# Ammo shortage



## Moo Juice

Anybody finding it difficult to find turkey loads? My oldest son and I are setting well with 12ga loads but my youngest son shoots a vintage J.C. Higgins 16ga which belonged to my grandfather. We have some factory Federal loads in no 4. Shot which don't pattern very well, so we broke out a old Lee load all which I bought years ago but haven't used hardly at all and went to work. 
We settled on load data with components we had on hand which utilized federal hulls and primers, 24 grains of Longshot powder, Remington sp16 wads and one and one eighth oz. Of no.5 shot.
We kicked out 5 shells and headed to the farm to pattern them. I was pleasantly surprised. At 25 yards each shell would have made a clean kill with 15 to 20 hits in the head area.
I guess this ammo shortage isn't so bad after all. It forced me to make some father/ son time and to revisit a very enjoyable hobby while solving a problem at the same time.
Good luck to everyone this coming turkey season. Be safe out there.


----------



## miked913

I'm just glad I have a few boxes and only use 1 or 2 a year. Way to solve the problem with your kid involved!

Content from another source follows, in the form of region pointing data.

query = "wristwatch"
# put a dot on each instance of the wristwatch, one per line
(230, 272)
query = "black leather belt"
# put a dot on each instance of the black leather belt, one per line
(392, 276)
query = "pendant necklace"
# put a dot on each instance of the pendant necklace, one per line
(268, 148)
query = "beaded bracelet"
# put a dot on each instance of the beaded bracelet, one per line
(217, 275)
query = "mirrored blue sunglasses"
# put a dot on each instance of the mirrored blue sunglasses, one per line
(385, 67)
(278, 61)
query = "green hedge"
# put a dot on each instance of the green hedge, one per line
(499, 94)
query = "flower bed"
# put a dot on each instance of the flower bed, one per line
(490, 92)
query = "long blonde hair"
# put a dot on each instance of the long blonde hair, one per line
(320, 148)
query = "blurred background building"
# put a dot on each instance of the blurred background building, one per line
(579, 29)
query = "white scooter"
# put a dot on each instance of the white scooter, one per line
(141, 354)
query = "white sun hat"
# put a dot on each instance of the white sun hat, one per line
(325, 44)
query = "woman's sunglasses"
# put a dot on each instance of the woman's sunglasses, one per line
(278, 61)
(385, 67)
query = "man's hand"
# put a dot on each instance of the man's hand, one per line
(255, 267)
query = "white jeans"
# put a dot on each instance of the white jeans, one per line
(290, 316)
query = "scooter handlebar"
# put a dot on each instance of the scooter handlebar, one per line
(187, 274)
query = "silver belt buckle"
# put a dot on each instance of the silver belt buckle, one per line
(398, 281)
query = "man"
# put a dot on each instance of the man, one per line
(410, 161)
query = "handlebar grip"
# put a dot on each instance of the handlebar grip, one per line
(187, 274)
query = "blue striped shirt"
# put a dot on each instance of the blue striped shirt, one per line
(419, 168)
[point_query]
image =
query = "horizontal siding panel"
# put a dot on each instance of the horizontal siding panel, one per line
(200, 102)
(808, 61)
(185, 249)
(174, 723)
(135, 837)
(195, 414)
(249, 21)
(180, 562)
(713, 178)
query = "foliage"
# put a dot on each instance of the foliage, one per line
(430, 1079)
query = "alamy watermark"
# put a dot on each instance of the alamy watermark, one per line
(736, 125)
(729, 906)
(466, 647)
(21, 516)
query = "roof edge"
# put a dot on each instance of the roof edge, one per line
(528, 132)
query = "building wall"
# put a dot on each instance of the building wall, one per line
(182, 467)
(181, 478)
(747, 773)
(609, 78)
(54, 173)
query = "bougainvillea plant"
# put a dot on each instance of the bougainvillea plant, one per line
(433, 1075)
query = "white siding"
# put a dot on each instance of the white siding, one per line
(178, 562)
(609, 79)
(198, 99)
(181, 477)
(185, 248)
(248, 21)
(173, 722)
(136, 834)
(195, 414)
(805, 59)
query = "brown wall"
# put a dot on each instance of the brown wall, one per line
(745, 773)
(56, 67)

reelylivinsportfishing.com


----------



## Steelheader88

This is a good story. Thanks.


----------



## shot1buck

Great job! Glad to hear you solved the problem. Plus kids learned a few things I’m sure


----------



## CalebBone

Incredible, thanks for sharing, love it! Just another example of taking the abnormal, less preferred environment we have been living in for the last 12 months and choosing to make something special out of it! We have a lot to be thankful for. Thanks for reminding us all of that!!


----------



## ruffhunter

turkey loads are about the only ammo ive seen, but in much less quantities


----------



## rzrmitch

Finally found some game loads at a Dunhams 8.50 a box gotta just keep checking they are gone so quick


----------



## Muddy

Finding a 16 gauge turkey load would be about like finding a unicorn. Good thing you can load a few! Good luck hunting.


----------



## ironman172

I see 7.5 the most (dove&quail ) 6 shot or less not so much , was picking up some 410 shells
Figure I need a Taurus judge now for a woods gun


----------



## T-180

I have found a decent amount of turkey ammo, but that 16 gauge stuff is hard to come by.


----------